Либерально настроенная публика, некоторые профессиональные историки, испытывающие идиосинкразию вообще ко всему, что имело место в советские годы, старательно и настойчиво отрабатывают тезис, согласно которому Сталин якобы всю свою жизнь боролся исключительно и только за свою личную власть. Вот, дескать, был он таким тираном и диктатором, что, кроме личной власти, ничего ему больше не было нужно. И даже война (любая) Сталину была якобы нужна только для укрепления своей личной власти. Потому, дескать, и военно-командные кадры РККА подверглись так называемой чистке.

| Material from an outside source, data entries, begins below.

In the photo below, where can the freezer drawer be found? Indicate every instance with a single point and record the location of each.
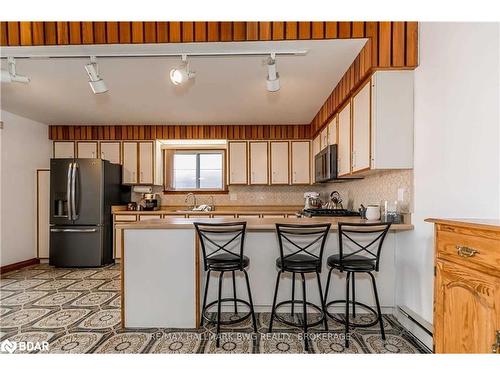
(74, 246)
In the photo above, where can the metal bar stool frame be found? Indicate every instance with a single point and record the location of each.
(344, 230)
(238, 229)
(284, 231)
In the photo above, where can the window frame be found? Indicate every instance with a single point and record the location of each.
(170, 166)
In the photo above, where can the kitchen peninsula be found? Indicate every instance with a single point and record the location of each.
(162, 273)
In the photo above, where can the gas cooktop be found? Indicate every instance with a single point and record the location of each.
(310, 212)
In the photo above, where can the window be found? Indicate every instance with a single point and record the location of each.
(197, 170)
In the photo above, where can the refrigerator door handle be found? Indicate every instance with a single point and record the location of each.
(73, 230)
(73, 191)
(68, 191)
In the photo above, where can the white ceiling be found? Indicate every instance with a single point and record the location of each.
(226, 90)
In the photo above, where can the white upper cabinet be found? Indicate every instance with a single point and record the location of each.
(300, 152)
(392, 120)
(344, 141)
(238, 163)
(259, 169)
(146, 162)
(111, 151)
(130, 163)
(279, 163)
(332, 131)
(324, 137)
(361, 129)
(86, 150)
(63, 150)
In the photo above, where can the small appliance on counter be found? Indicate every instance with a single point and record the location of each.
(150, 202)
(311, 212)
(311, 200)
(335, 202)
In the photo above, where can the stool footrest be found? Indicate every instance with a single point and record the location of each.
(352, 324)
(227, 322)
(299, 325)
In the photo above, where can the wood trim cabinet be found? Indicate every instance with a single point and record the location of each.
(237, 163)
(280, 163)
(111, 151)
(138, 162)
(466, 287)
(344, 141)
(259, 163)
(300, 166)
(63, 149)
(361, 129)
(87, 149)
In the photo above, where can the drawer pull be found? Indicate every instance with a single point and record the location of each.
(466, 252)
(496, 346)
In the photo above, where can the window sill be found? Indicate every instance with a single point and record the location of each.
(197, 192)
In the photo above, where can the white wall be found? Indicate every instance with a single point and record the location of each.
(24, 149)
(457, 144)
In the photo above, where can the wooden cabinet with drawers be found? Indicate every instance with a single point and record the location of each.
(467, 286)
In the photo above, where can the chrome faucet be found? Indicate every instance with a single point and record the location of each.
(194, 200)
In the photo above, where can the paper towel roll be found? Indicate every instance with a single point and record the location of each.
(143, 189)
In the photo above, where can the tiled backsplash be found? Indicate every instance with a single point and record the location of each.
(371, 189)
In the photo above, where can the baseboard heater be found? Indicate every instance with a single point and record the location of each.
(417, 319)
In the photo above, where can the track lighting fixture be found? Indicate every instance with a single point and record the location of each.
(10, 74)
(273, 77)
(95, 81)
(181, 74)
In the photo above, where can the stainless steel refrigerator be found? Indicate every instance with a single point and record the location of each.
(82, 192)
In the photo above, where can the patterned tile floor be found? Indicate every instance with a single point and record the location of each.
(78, 311)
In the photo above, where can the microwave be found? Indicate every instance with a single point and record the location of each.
(325, 164)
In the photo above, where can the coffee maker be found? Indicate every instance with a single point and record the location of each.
(311, 200)
(150, 202)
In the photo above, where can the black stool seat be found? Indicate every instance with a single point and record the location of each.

Вот типичный образчик такой позиции. «В 1936—1938 годах Сталин развернул кампанию массового террора против бывших деятелей внутри партийной оппозиции, а также всех, казавшихся неблагонадежными, представителей партийной и советской номенклатуры, даже не участвовавших в разного рода оппозициях, — пишет доктор филологических наук Б. В. Соколов.
—
Тем самым генсек не только устранял любых потенциальных конкурентов и их возможных сторонников в борьбе за власть, но и укреплял тыл в преддверии будущей войны. Сталин хотел быть уверенным, что угроза его диктатуре не возникнет даже в случае, если входе военного конфликта страна вдруг окажется в критическом положении»
{149}. С моей точки зрения, такое суждение является глубоко ошибочным.Как мне представляется из нынешнего, исторического по отношению к Сталину, далека, Генсек действительно боялся военных и вообще организованных оппозиционеров. Но не только вследствие того, что ему страшно было потерять личную власть. Личная власть — это только внешняя канва действительных событий того времени. Настоящая причина этой боязни много глубже. Генсек считал, что если оппозиция устранит его, то под вопрос будет поставлено дело, которому он посвятил всю свою жизнь,
—
а таковым он считал (правильно или нет — это вопрос другой) возрождение Российского государства.